Benita Fitzgerald Mosley
Track & Field
Benita Fitzgerald Mosley won a gold medal in the 100-meter hurdles in the 1984 Olympic Games in Los Angeles, Calif., making her just the second American woman to do so, behind "Babe" Didrikson Zaharias, and the first African-American woman to accomplish this feat. Mosley was a member of the 1980 and 1984 Olympic teams and an alternate on the 1988 Olympic team. She won a gold medal in the hurdles at the 1983 Pan American Games, and is an eight-time national champion and 14-time NCAA All-American.
Olympic gold medalist
- Pan American gold medalist
- Eight-time National Champion
- Chief of Organizational Excellence, United States Olympic Committee
- Member of four halls of fame
- Former Women’s Sports Foundation President
- Past-Chair of the Women’s Sports Foundation Board of Trustees
- One of eight athletes selected to carry the Olympic flag into the stadium during the opening ceremonies of the Centennial Games in 1996
Mosley- Fitzgerald competed with the University of Tennessee Lady Vols Track & Field team from 1980-1983. While at University of Tennessee Mosley- Fitzgerald won 4 National Collegiate Athletic Association (NCAA) titles in Track and Field, including 3 consecutive 100m hurdles outdoor championships, and earning All American honors 14 times.
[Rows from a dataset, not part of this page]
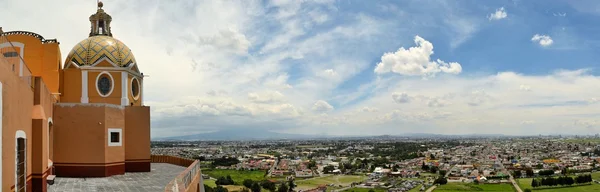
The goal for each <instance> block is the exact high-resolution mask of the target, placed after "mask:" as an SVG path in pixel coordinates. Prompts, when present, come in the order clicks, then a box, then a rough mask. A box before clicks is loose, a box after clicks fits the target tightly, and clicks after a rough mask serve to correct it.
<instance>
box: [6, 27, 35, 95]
mask: <svg viewBox="0 0 600 192" xmlns="http://www.w3.org/2000/svg"><path fill="white" fill-rule="evenodd" d="M20 51H23V50H20ZM20 51H17V49H16V48H15V46H14V44H13V43H12V42H11V41H10V40H9V39H8V38H6V36H3V35H0V59H2V60H3V61H4V62H3V63H7V64H8V65H9V66H8V67H9V68H10V69H12V71H13V72H15V73H16V74H17V75H18V76H19V77H20V78H21V79H22V80H23V81H25V82H26V83H27V84H28V85H29V86H30V87H33V80H32V77H33V76H32V74H31V70H29V67H27V64H26V63H25V60H24V59H23V57H22V56H21V52H20Z"/></svg>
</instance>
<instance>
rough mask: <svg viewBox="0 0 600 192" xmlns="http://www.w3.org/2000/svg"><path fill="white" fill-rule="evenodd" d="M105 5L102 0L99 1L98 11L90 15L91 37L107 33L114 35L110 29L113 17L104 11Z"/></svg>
mask: <svg viewBox="0 0 600 192" xmlns="http://www.w3.org/2000/svg"><path fill="white" fill-rule="evenodd" d="M103 6H104V4H103V3H102V2H101V1H98V11H96V13H95V14H93V15H91V16H90V23H91V24H92V30H91V32H90V37H91V36H97V35H106V36H111V37H112V32H111V31H110V22H111V21H112V17H111V16H110V15H109V14H108V13H106V12H104V9H102V7H103Z"/></svg>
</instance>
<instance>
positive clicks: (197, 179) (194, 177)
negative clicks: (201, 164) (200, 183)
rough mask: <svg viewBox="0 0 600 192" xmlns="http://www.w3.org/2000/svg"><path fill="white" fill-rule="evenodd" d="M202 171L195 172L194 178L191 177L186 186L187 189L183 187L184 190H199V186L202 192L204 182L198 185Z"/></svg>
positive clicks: (199, 190)
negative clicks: (184, 188) (198, 187)
mask: <svg viewBox="0 0 600 192" xmlns="http://www.w3.org/2000/svg"><path fill="white" fill-rule="evenodd" d="M201 175H202V173H201V172H200V171H198V173H196V175H195V176H194V179H192V182H190V185H189V186H188V188H187V189H185V191H186V192H198V191H200V190H198V187H200V189H201V190H202V192H204V184H201V185H198V184H200V183H201V182H200V180H201V179H202V177H201Z"/></svg>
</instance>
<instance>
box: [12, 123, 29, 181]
mask: <svg viewBox="0 0 600 192" xmlns="http://www.w3.org/2000/svg"><path fill="white" fill-rule="evenodd" d="M19 138H23V139H25V141H24V142H23V143H24V144H25V155H24V156H25V157H24V158H23V159H25V165H24V169H25V191H27V134H25V131H23V130H17V132H16V133H15V190H17V189H18V188H19V186H18V184H19V182H18V180H19V178H18V177H19V175H17V166H18V165H19V161H18V159H17V156H18V155H17V154H18V152H19V151H18V149H19V148H18V147H19V146H17V145H18V143H19V141H18V139H19Z"/></svg>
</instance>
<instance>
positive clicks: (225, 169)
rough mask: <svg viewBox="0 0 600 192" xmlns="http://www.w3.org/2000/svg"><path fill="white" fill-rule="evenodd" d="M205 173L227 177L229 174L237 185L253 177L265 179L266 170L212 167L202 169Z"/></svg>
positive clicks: (255, 177) (254, 179) (257, 179)
mask: <svg viewBox="0 0 600 192" xmlns="http://www.w3.org/2000/svg"><path fill="white" fill-rule="evenodd" d="M202 173H203V174H207V175H209V176H211V177H214V178H219V177H227V175H229V176H231V179H233V181H234V182H235V184H236V185H242V183H243V182H244V180H246V179H252V180H254V181H262V180H265V177H264V176H265V171H238V170H228V169H210V170H202Z"/></svg>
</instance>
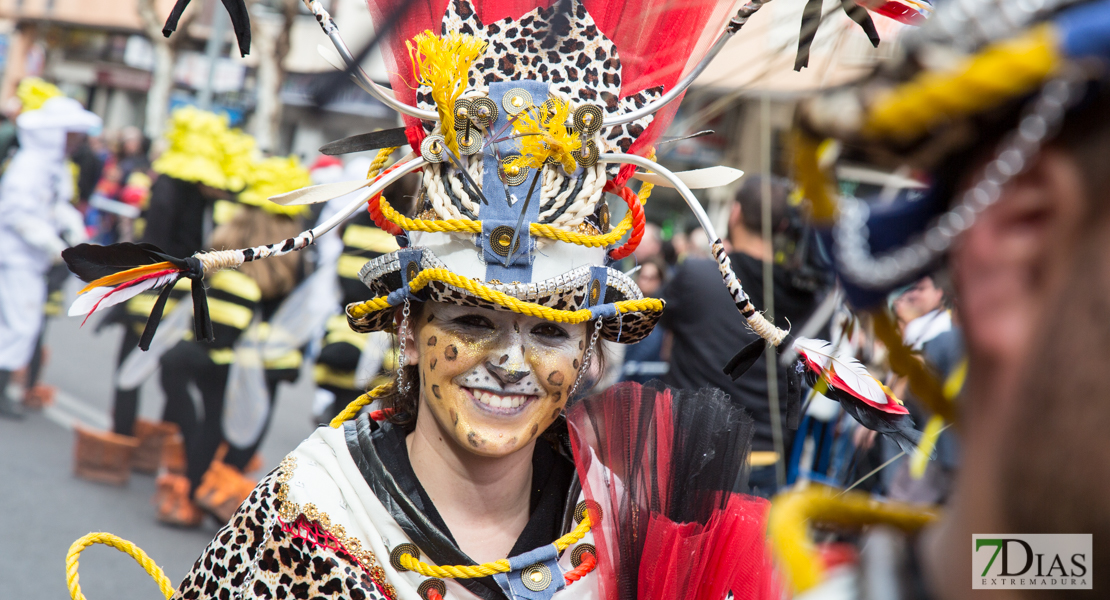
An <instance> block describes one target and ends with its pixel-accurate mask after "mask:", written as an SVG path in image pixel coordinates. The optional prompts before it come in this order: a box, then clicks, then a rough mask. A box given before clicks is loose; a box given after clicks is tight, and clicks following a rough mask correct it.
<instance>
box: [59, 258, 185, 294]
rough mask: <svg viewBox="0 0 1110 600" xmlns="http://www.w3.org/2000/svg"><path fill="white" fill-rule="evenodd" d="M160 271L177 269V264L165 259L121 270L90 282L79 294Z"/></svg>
mask: <svg viewBox="0 0 1110 600" xmlns="http://www.w3.org/2000/svg"><path fill="white" fill-rule="evenodd" d="M160 271H176V266H175V265H174V264H173V263H170V262H166V261H163V262H161V263H154V264H152V265H143V266H137V267H134V268H129V270H127V271H120V272H119V273H113V274H111V275H105V276H103V277H100V278H99V279H95V281H93V282H90V283H89V285H87V286H84V287H82V288H81V289H80V291H79V292H78V294H84V293H85V292H89V291H90V289H92V288H94V287H114V286H117V285H120V284H123V283H127V282H130V281H132V279H138V278H139V277H142V276H143V275H149V274H151V273H158V272H160Z"/></svg>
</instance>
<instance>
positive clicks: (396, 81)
mask: <svg viewBox="0 0 1110 600" xmlns="http://www.w3.org/2000/svg"><path fill="white" fill-rule="evenodd" d="M764 3H765V1H753V2H749V3H747V4H745V6H744V7H741V8H740V10H739V11H738V12H737V13H736V14H735V16H734V17H733V18H731V19H729V18H728V12H727V10H728V9H727V7H723V6H722V4H719V3H718V2H709V1H704V2H680V3H674V4H669V3H664V4H659V3H658V2H648V1H627V2H601V1H593V0H585V1H579V0H565V1H558V2H554V3H552V4H551V6H549V7H546V8H544V7H534V4H532V3H525V4H527V6H518V4H519V3H516V2H490V1H472V0H452V1H450V2H440V3H435V6H433V4H428V3H406V2H400V1H394V0H381V1H376V0H375V1H372V2H371V12H372V14H373V16H374V17H375V20H376V22H396V23H397V24H396V27H395V28H394V29H393V30H392V31H391V34H390V37H388V47H387V49H386V50H387V51H386V53H385V54H386V57H387V60H388V65H390V67H391V77H392V80H393V81H392V87H393V90H394V91H395V96H394V95H391V94H388V93H387V92H386V91H384V90H382V89H381V88H380V87H379V85H377V84H375V83H374V82H373V81H371V80H370V78H369V77H366V74H365V73H364V72H363V71H362V70H361V69H360V68H359V67H357V64H355V63H354V62H353V57H352V55H351V52H350V50H349V49H347V48H346V45H345V44H344V42H343V40H342V38H341V37H340V34H339V29H337V27H336V26H335V23H334V21H333V20H332V18H331V16H330V14H329V13H327V11H326V10H325V9H324V8H323V6H322V4H321V3H320V2H317V1H315V0H309V2H307V6H309V8H310V10H311V11H312V12H313V13H314V14H315V16H316V19H317V21H319V22H320V23H321V27H322V28H323V30H324V32H325V33H326V34H327V35H329V38H331V40H332V42H333V43H334V45H335V48H336V50H337V51H339V53H340V55H341V57H342V58H343V59H344V61H346V63H347V64H346V68H347V69H349V70H350V72H351V73H353V77H354V78H355V80H356V82H357V83H359V84H360V85H362V87H363V88H364V89H366V91H369V92H370V93H371V94H372V95H374V96H375V98H377V99H379V100H381V101H383V102H384V103H386V104H387V105H390V106H392V108H394V109H395V110H397V111H398V112H401V113H402V114H403V115H404V116H405V122H406V126H405V128H404V131H403V134H404V140H406V141H407V142H408V144H410V145H411V146H412V148H413V149H414V152H413V153H412V154H410V156H407V157H405V159H403V160H402V161H401V162H398V163H397V164H395V165H393V166H392V167H390V169H388V170H386V171H384V172H383V171H382V167H383V166H384V165H385V162H386V160H387V157H388V155H390V154H391V153H392V152H393V150H395V149H394V148H381V146H382V145H383V143H390V144H392V145H400V144H397V141H396V140H397V138H398V135H397V134H398V133H401V132H385V133H379V134H370V135H362V136H356V139H352V140H347V141H345V143H344V144H341V145H344V146H345V148H347V149H349V150H350V149H353V148H355V146H357V149H359V150H371V149H374V148H379V149H380V152H379V160H376V161H375V162H374V167H373V169H372V171H371V173H370V174H369V175H367V179H366V180H365V181H359V182H344V183H337V184H325V185H317V186H313V187H306V189H304V190H300V191H295V192H291V193H289V194H283V195H278V196H274V197H272V199H271V200H273V201H274V202H276V203H279V204H282V205H285V206H293V205H299V204H309V203H314V202H322V201H326V200H331V199H333V197H337V196H340V195H343V194H346V193H351V192H355V191H360V190H361V194H360V195H359V200H357V201H355V202H353V203H352V205H351V206H350V207H349V209H346V210H344V211H341V212H340V213H339V214H336V215H335V216H334V217H332V218H330V220H329V221H327V222H325V223H322V224H320V225H319V226H316V227H315V228H313V230H310V231H306V232H304V233H302V234H301V235H299V236H296V237H293V238H290V240H286V241H284V242H279V243H276V244H272V245H269V246H260V247H255V248H244V250H241V251H222V252H210V253H200V254H198V255H195V256H193V257H183V258H182V257H170V258H172V260H168V258H166V257H163V256H161V255H159V254H158V253H154V254H150V255H149V258H148V260H147V261H145V262H139V263H134V261H135V258H137V256H139V255H141V254H142V252H137V248H135V247H121V248H120V252H122V253H123V254H127V255H128V256H130V258H128V261H124V262H122V263H120V262H114V263H113V264H112V266H111V267H110V268H109V271H108V272H104V271H103V270H98V268H87V267H89V266H90V262H89V261H88V260H87V257H88V256H91V255H95V257H97V258H95V261H93V262H103V261H104V260H105V258H109V260H110V258H111V255H112V252H114V251H112V250H111V248H90V247H88V246H79V247H77V248H71V250H70V251H68V252H67V260H68V262H69V264H70V266H71V268H73V270H74V272H75V273H78V275H80V276H82V277H84V278H85V279H87V281H90V282H92V283H91V287H103V286H114V285H125V284H128V282H131V281H133V279H134V277H142V276H148V275H149V274H150V273H151V270H152V268H154V270H155V271H157V270H160V268H162V267H157V268H155V267H152V266H150V265H149V264H147V263H151V264H154V263H158V264H161V265H173V267H172V268H174V270H176V272H179V273H180V274H181V275H180V276H189V277H203V276H204V275H205V274H208V273H211V272H213V271H215V270H219V268H226V267H234V266H238V265H240V264H242V263H244V262H248V261H254V260H260V258H265V257H268V256H275V255H281V254H285V253H289V252H293V251H297V250H301V248H303V247H305V246H306V245H309V244H311V243H312V242H313V241H314V240H315V238H316V236H319V235H322V234H323V233H326V232H327V231H330V230H331V228H333V227H334V226H336V225H337V224H339V223H341V222H343V221H344V220H345V218H347V217H349V216H350V215H351V214H353V213H354V212H356V211H357V210H360V209H361V207H362V206H364V205H366V204H367V203H369V210H370V213H371V215H372V216H373V217H374V221H375V222H376V224H377V225H379V226H381V227H382V228H383V230H385V231H387V232H390V233H392V234H394V235H397V236H398V238H400V240H401V241H402V244H401V245H402V248H401V250H398V251H396V252H394V253H391V254H388V255H385V256H382V257H380V258H376V260H374V261H371V262H370V263H367V265H366V266H365V267H364V268H363V270H362V272H361V274H360V277H361V278H362V281H363V282H364V283H365V284H366V285H367V286H369V287H370V289H371V293H372V294H371V295H372V297H371V299H369V301H366V302H363V303H355V304H352V305H350V306H347V308H346V313H347V317H349V321H350V323H351V326H352V327H353V328H354V329H356V330H360V332H369V330H380V329H387V328H392V326H393V312H392V311H388V308H391V307H396V306H400V305H402V304H405V303H408V302H421V301H428V299H431V301H437V302H450V303H457V304H467V305H475V306H485V307H490V308H494V309H506V311H514V312H517V313H524V314H529V315H534V316H538V317H542V318H545V319H549V321H554V322H561V323H584V322H594V323H596V324H597V325H598V327H597V332H598V335H599V336H601V337H604V338H606V339H610V340H615V342H622V343H633V342H636V340H639V339H642V338H643V337H645V336H646V335H647V334H648V333H649V332H650V329H652V327H653V326H654V325H655V322H656V321H657V319H658V317H659V315H660V313H662V311H663V302H662V301H659V299H656V298H644V297H643V295H642V294H640V292H639V289H638V288H637V287H636V285H635V283H633V282H632V279H630V278H628V277H627V276H626V275H624V274H623V273H622V272H619V271H617V270H615V268H613V267H612V266H609V265H610V264H612V263H613V262H614V261H616V260H620V258H623V257H625V256H628V255H629V254H630V253H632V251H633V250H634V248H635V247H636V246H637V245H638V243H639V240H640V237H642V235H643V232H644V225H645V221H644V212H643V202H644V201H645V200H646V199H647V195H648V194H649V193H650V189H652V184H649V183H644V184H642V185H640V187H639V193H638V194H636V193H634V192H632V191H630V190H628V189H627V187H626V186H625V184H626V183H627V182H628V180H629V179H632V177H634V176H638V177H644V179H650V180H652V181H658V182H665V183H666V184H668V185H673V186H674V187H675V189H676V190H677V191H678V193H679V194H680V195H682V196H683V197H684V199H685V200H686V202H687V203H688V204H689V205H690V209H692V210H693V211H694V213H695V215H696V216H697V218H698V221H699V222H700V223H702V225H703V227H705V230H706V232H707V233H709V237H710V238H713V240H715V243H714V252H715V254H716V256H717V260H718V264H719V266H720V272H722V275H723V277H724V279H725V282H726V284H727V285H728V288H729V291H730V293H731V295H733V297H734V299H735V301H736V304H737V307H738V308H740V311H741V312H743V313H744V315H745V317H746V318H747V321H748V323H749V325H750V326H751V327H753V328H754V329H755V330H756V332H757V333H759V335H760V336H763V337H764V338H766V339H768V340H770V342H771V343H773V344H778V343H780V342H781V339H783V338H784V336H785V335H786V332H784V330H781V329H778V328H776V327H774V326H773V325H771V324H770V323H768V322H767V321H766V319H765V318H764V317H763V315H760V314H759V313H758V312H756V311H755V308H754V307H753V306H751V304H750V303H749V302H748V298H747V295H746V294H745V293H744V291H743V288H741V287H740V285H739V282H738V281H737V279H736V276H735V275H734V274H733V272H731V268H730V266H729V262H728V257H727V255H726V253H725V248H724V244H723V243H722V242H720V240H719V238H717V236H716V234H715V233H714V227H713V224H712V223H710V222H709V220H708V217H707V216H706V214H705V212H704V210H703V209H702V206H700V204H699V203H698V201H697V200H696V199H695V197H694V195H693V193H692V192H690V185H689V184H688V183H687V182H684V177H683V176H682V175H680V174H679V175H676V174H675V173H672V172H670V171H668V170H666V169H664V167H663V166H660V165H658V164H656V163H655V162H654V161H652V160H650V159H649V157H646V156H650V155H652V150H650V148H652V143H653V141H654V140H656V139H657V138H658V135H659V134H660V133H662V132H663V130H664V129H665V128H666V125H667V124H668V123H669V121H670V119H672V116H673V114H674V111H675V109H676V105H677V103H676V102H675V101H676V100H677V99H678V98H680V96H682V94H683V92H684V91H685V90H686V88H687V87H688V85H689V84H690V82H693V80H694V79H695V78H696V77H697V74H698V73H700V72H702V70H703V69H704V68H705V67H706V64H707V63H708V61H709V60H712V59H713V57H714V55H715V54H716V53H717V52H719V51H720V49H722V48H723V47H724V44H725V42H726V41H727V40H728V39H729V38H730V37H731V35H733V34H735V33H736V32H737V31H738V30H739V29H740V28H741V27H743V26H744V23H745V22H746V21H747V19H748V17H750V14H751V13H754V12H755V11H756V10H758V9H759V7H760V6H763V4H764ZM398 11H400V12H398ZM397 14H401V17H400V18H397V17H396V16H397ZM390 19H392V21H391V20H390ZM436 32H437V33H436ZM699 55H700V57H703V58H702V60H696V58H697V57H699ZM360 144H361V145H360ZM637 167H639V169H644V170H645V171H647V172H650V173H643V172H639V173H637V172H636V169H637ZM417 170H421V171H422V175H421V176H422V182H423V190H422V192H421V194H420V195H418V199H417V206H416V214H415V217H410V216H406V215H404V214H401V213H400V212H397V211H396V210H395V209H393V206H392V205H391V204H390V203H388V202H387V201H386V200H385V199H384V197H382V194H381V192H382V191H383V190H384V189H385V187H387V186H388V185H390V184H392V183H393V182H395V181H397V180H398V179H401V177H402V176H404V175H405V174H406V173H411V172H414V171H417ZM726 171H727V170H726ZM738 174H739V173H738V172H731V174H728V173H725V174H724V176H723V177H722V176H720V175H722V173H719V172H718V173H715V175H717V176H716V180H717V182H718V183H719V182H720V181H725V182H727V181H731V179H735V176H737V175H738ZM695 179H696V177H693V179H692V177H687V180H688V181H690V183H693V184H695V185H696V184H697V183H698V182H696V181H694V180H695ZM605 192H610V193H614V194H616V195H618V197H620V199H622V200H623V201H624V202H625V203H626V204H627V207H628V211H627V213H626V215H625V217H624V218H623V220H622V221H620V222H619V223H617V224H615V225H614V224H612V223H609V217H608V215H609V210H608V205H607V203H606V201H605V199H604V194H605ZM151 252H153V251H151ZM124 266H125V267H127V268H122V267H124ZM195 309H196V311H198V314H201V313H202V308H201V307H199V306H198V307H196V308H195ZM201 321H202V319H201ZM198 327H199V328H198V334H199V337H202V338H203V337H204V336H203V335H200V334H202V333H203V332H202V330H201V329H202V327H200V325H199V326H198Z"/></svg>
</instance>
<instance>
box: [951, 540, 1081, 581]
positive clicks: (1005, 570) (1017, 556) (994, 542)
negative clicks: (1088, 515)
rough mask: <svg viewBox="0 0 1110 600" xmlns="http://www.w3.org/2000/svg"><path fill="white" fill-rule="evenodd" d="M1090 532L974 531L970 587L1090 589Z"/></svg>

In 1981 Mosley- Fitzgerald was a major part in helping the Lady Vols Track & Field women’s team to gain their first National team championship in schools history. In addition to completing all these accomplishments at University of Tennessee Mosley- Fitzgerald earned her degree in Industrial Engineering in December of 1984.
Mosley has earned honors that include being named the "Sportswoman of the Century" by The Potomac News, "Top Female Sports Figure of the Century from Virginia" by Sports Illustrated and "Hurdler of the Decade" (1980s) by the Track and Field News. Mosley is also an inductee to the Virginia Sports Hall of Fame, the Virginia High School Hall of Fame and the inaugural class of the University of Tennessee Lady Vols Hall of Fame. In commemoration of the 75th anniversary of the Southeastern Conference, Mosley was honored as one of 75 former student-athletes that have earned distinction by positively impacting their communities, states, regions and nations.
Benita Fitzgerald Mosley was recently appointed Chief of Organizational Excellence for the United States Olympic Committee. She is also currently the Women's Sports Foundation's Past Chair of the Board of Trustees. She also served as president of the Women's Sports Foundation Board of Trustees (1997-98).
From 2001-2008, Mosley served as president and CEO of Women in Cable Telecommunications (WICT), an organization committed to developing women leaders in the cable telecommunications industry. She joined WICT after serving in a variety of positions for the United States Olympic Committee from 1995-2001. In November 2004, Mosley was named "Cable TV Executive of the Year" by Television Week Magazine.